Charlie Brown ist Schulz’ Alter Ego, unter den „kleinen Leuten“ der größte Verlierer, ernsthaft und beflissen, traurig-komisch und groß in seinem Scheitern wie die Figuren Buster Keatons.

Er hat sich stets bemüht! (Und scheitert kläglich.) Charlie Browns Baseballteam verliert immer; und von Lucy, einem boshaften Mädchen, wird er so leidenschaftlich wie hartnäckig gemobbt.

Die Welt steckt eben voller Zumutungen, den ursprünglichen Titel seiner Strips „Li’l Folks“ musste Schulz 1950 auf Drängen seines Auftraggebers in „Peanuts“ ändern, was ihm nie gefiel. Literaturkritiker Denis Scheck hat die „Peanuts“ in seinen Kanon der 100 wichtigsten Werke der Weltliteratur aufgenommen – völlig zu Recht. Charlie Brown (und seine Freunde), das sind wir: ungefragt in die Welt geworfen und scheiternd an der Grundsteuererklärung. Klammern wir uns nicht alle an eine „security blanket“, wie Linus’ Schmusedecke im Original heißt? Und werden wir nicht alle von den Lucys dieser Welt terrorisiert?

Da hilft nur eine Portion Stoizismus, wie ihn Beagle Snoopy vorlebt, der hündische Vorlieben (Fressen, Schlafen) mit literarischen Ambitionen und einer philosophisch grundierten Gelassenheit bestens verbinden kann.
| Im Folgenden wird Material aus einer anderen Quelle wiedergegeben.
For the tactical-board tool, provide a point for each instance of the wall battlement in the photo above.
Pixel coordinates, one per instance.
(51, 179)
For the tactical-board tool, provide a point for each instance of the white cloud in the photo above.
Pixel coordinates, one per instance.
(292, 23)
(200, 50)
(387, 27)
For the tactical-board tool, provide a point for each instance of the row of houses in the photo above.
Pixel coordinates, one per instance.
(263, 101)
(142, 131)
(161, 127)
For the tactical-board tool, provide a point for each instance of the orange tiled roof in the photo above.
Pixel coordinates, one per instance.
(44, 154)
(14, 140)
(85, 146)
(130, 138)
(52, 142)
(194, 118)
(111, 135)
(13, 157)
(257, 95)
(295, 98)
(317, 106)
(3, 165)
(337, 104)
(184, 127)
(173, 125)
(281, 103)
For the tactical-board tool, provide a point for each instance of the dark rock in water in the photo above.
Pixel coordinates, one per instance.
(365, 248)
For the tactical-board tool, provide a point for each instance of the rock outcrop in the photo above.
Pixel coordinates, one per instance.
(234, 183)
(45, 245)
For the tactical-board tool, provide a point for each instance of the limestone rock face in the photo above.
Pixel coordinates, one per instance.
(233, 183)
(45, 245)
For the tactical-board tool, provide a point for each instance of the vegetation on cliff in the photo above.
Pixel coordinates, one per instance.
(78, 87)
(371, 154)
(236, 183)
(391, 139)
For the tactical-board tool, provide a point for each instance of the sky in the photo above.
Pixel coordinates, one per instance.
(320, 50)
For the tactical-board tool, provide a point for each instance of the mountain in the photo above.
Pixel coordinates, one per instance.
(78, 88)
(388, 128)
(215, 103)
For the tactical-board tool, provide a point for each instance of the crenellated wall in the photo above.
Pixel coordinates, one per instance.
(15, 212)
An diesem Samstag wäre Charles Monroe Schulz hundert Jahre alt geworden. Populär sind seine „Peanuts“ noch immer. Ihre Komik hat etwas Erlösendes: Wenn man die Welt und ihre Menschen mit etwas Abstand betrachtet, etwa vom Dach einer Hundehütte aus, lässt sich alles gleich viel besser aushalten.